Background: Pathological complete response to preoperative treatment in adults with soft-tissue sarcoma can be achieved in only a few patients receiving radiotherapy. This phase 2–3 trial evaluated the safety and efficacy of the hafnium oxide (HfO2) nanoparticle NBTXR3 activated by radiotherapy versus radiotherapy alone as a pre-operative treatment in patients with locally advanced soft-tissue sarcoma.

Methods: Act.In.Sarc is a phase 2–3 randomised, multicentre, international trial. Adults (aged ≥18 years) with locally advanced soft-tissue sarcoma of the extremity or trunk wall, of any histological grade, and requiring preoperative radiotherapy were included.

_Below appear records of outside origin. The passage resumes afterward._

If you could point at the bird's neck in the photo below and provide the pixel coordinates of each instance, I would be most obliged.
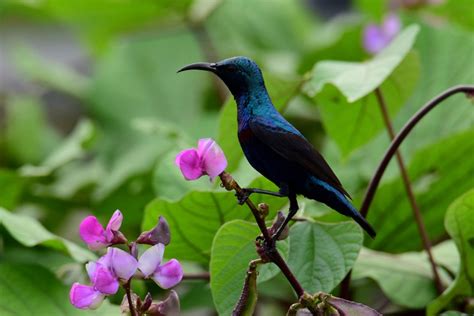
(253, 103)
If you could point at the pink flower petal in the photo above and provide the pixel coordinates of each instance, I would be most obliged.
(190, 164)
(214, 161)
(104, 281)
(115, 221)
(374, 40)
(92, 233)
(150, 260)
(169, 274)
(203, 146)
(122, 263)
(90, 268)
(84, 296)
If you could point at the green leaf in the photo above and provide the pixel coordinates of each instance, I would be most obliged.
(356, 80)
(12, 185)
(406, 278)
(30, 233)
(53, 75)
(441, 67)
(351, 308)
(73, 147)
(321, 254)
(195, 218)
(137, 79)
(28, 137)
(232, 250)
(459, 223)
(438, 174)
(29, 289)
(260, 26)
(352, 125)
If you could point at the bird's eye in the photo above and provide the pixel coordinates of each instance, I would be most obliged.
(231, 68)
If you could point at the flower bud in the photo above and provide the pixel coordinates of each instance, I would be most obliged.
(276, 225)
(160, 234)
(168, 307)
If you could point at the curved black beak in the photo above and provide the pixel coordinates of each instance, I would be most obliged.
(200, 66)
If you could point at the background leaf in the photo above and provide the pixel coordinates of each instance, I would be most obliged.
(459, 223)
(29, 289)
(31, 233)
(352, 125)
(195, 219)
(356, 80)
(438, 170)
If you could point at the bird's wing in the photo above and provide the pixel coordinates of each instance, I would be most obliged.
(296, 148)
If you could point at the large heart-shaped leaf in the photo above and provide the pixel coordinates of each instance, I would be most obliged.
(407, 279)
(439, 176)
(352, 125)
(321, 254)
(30, 233)
(356, 80)
(232, 250)
(195, 218)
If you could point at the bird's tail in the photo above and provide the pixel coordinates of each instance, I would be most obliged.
(335, 199)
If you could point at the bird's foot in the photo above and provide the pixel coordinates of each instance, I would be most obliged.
(243, 196)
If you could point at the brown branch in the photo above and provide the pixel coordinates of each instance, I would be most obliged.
(408, 187)
(230, 184)
(392, 149)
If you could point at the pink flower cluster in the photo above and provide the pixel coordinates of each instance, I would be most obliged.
(118, 266)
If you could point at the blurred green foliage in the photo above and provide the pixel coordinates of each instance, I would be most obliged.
(99, 130)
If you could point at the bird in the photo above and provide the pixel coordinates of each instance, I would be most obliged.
(275, 148)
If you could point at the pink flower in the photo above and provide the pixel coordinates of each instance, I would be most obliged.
(207, 159)
(104, 274)
(94, 234)
(165, 275)
(377, 37)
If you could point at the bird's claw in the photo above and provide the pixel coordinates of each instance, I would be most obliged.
(243, 196)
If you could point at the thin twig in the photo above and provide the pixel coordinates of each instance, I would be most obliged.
(392, 149)
(411, 196)
(369, 195)
(230, 184)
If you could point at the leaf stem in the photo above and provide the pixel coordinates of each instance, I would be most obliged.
(409, 190)
(392, 149)
(369, 195)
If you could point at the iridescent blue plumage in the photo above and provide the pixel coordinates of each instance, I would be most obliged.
(274, 147)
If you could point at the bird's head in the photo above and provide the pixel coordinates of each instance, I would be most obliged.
(240, 74)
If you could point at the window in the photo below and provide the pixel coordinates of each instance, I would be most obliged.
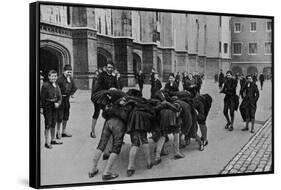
(253, 27)
(268, 26)
(253, 48)
(225, 47)
(68, 15)
(267, 46)
(237, 48)
(237, 27)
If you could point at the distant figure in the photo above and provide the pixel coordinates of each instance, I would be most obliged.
(156, 85)
(255, 77)
(230, 100)
(119, 81)
(50, 99)
(221, 79)
(178, 77)
(68, 88)
(140, 80)
(152, 77)
(216, 77)
(242, 80)
(261, 78)
(250, 95)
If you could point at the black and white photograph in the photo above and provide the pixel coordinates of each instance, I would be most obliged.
(138, 94)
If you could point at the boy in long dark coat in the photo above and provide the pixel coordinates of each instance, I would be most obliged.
(68, 88)
(230, 99)
(203, 105)
(156, 85)
(140, 79)
(50, 101)
(221, 79)
(115, 126)
(138, 125)
(105, 81)
(250, 95)
(170, 122)
(172, 85)
(261, 78)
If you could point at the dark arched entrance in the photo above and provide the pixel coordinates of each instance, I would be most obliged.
(236, 70)
(159, 67)
(252, 70)
(53, 56)
(49, 60)
(136, 63)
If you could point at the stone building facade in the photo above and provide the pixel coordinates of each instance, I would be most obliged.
(133, 39)
(251, 45)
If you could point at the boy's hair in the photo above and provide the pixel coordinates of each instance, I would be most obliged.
(248, 76)
(229, 72)
(171, 75)
(52, 72)
(110, 63)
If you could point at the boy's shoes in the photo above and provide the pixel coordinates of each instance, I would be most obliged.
(157, 161)
(149, 166)
(56, 142)
(230, 128)
(179, 156)
(201, 147)
(92, 135)
(227, 125)
(109, 176)
(49, 146)
(130, 172)
(92, 174)
(205, 143)
(66, 135)
(58, 136)
(105, 156)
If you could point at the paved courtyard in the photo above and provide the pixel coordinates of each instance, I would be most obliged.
(227, 152)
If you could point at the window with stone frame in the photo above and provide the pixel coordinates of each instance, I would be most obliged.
(268, 26)
(225, 47)
(237, 48)
(237, 27)
(268, 47)
(253, 27)
(253, 48)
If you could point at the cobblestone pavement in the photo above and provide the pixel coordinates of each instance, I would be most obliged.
(256, 155)
(70, 162)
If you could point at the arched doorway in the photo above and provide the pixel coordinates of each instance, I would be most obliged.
(53, 56)
(236, 69)
(103, 57)
(267, 71)
(136, 63)
(252, 70)
(159, 67)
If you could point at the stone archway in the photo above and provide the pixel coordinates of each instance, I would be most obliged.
(103, 57)
(252, 70)
(236, 69)
(53, 56)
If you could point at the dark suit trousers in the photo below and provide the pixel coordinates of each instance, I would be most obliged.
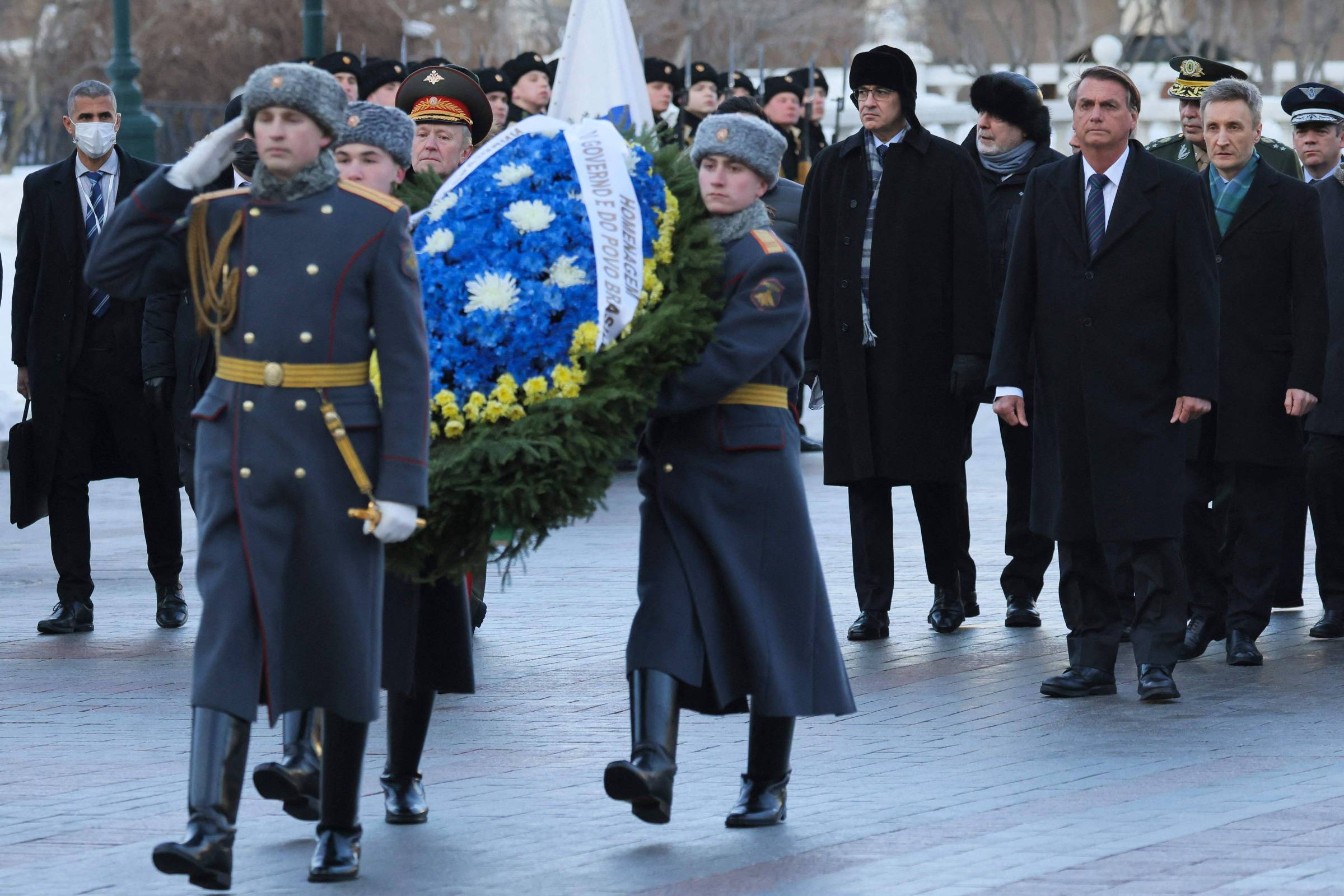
(102, 398)
(1032, 553)
(1326, 491)
(1088, 574)
(1238, 520)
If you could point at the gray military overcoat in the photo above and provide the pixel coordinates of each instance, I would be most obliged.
(731, 595)
(292, 589)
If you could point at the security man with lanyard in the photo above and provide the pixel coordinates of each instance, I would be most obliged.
(299, 278)
(1187, 148)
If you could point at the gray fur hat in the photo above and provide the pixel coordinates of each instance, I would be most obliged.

Patients had to have a WHO performance status of 0–2 and a life expectancy of at least 6 months. Patients were randomly assigned (1:1) by an interactive web response system to receive either NBTXR3 (volume corresponding to 10% of baseline tumour volume at a fixed concentration of 53·3g/L) as a single intratumoural administration before preoperative external-beam radiotherapy (50 Gy in 25 fractions) or radiotherapy alone, followed by surgery. Randomisation was stratified by histological subtype (myxoid liposarcoma vs others). This was an open-label study. The primary endpoint was the proportion of patients with a pathological complete response, assessed by a central pathology review board following European Organisation for Research and Treatment of Cancer guidelines in the intention-to-treat population full analysis set. Safety analyses were done in all patients who received at least one puncture and injection of NBTXR3 or at least one dose of radiotherapy. This study is registered with ClinicalTrials.gov, number NCT02379845, and is ongoing for long-term follow-up, but recruitment is complete.

Findings: Between March 3, 2015, and Nov 21, 2017, 180 eligible patients were enrolled and randomly assigned and 179 started treatment: 89 in the NBTXR3 plus radiotherapy group and 90 in the radiotherapy alone group.Two patients
in the NBTXR3 group and one patient in the radiotherapy group were excluded from the efficacy analysis because they were subsequently discovered to be ineligible; thus, a total of 176 patients were analysed for the primary endpoint in the intention-to-treat full analysis set (87 in the NBTXR3 group and 89 in the radiotherapy alone group). A pathological complete response was noted in 14 (16%) of 87 patients in the NBTXR3 group and seven (8%) of 89 in the radiotherapy alone group (p=0·044). In both treatment groups, the most common grade 3–4 reatment-emergent adverse event was postoperative wound complication (eight [9%] of 89 patients in the NBTXR3 group and eight [9%] of 90 in the radiotherapy alone group). The most common grade 3–4 adverse events related to NBTXR3 administration were
injection site pain (four [4%] of 89) and hypotension (four [4%]) and the most common grade 3–4 radiotherapy-related adverse event was radiation skin injury in both groups (five [6%] of 89 in the NBTXR3 group and four [4%] of 90 in the radiotherapy alone group). The most common treatment-emergent grade 3–4 adverse event related to NBTXR3 was hypotension (six [7%] of 89 patients). Serious adverse events were observed in 35 (39%) of 89 patients in the NBTXR3 group and 27 (30%) of 90 patients in the radiotherapy alone group. No treatment-related deaths occurred.

Interpretation: This trial validates the mode of action of this new class of radioenhancer, which potentially opens a large field of clinical applications in soft-tissue sarcoma and possibly other cancers.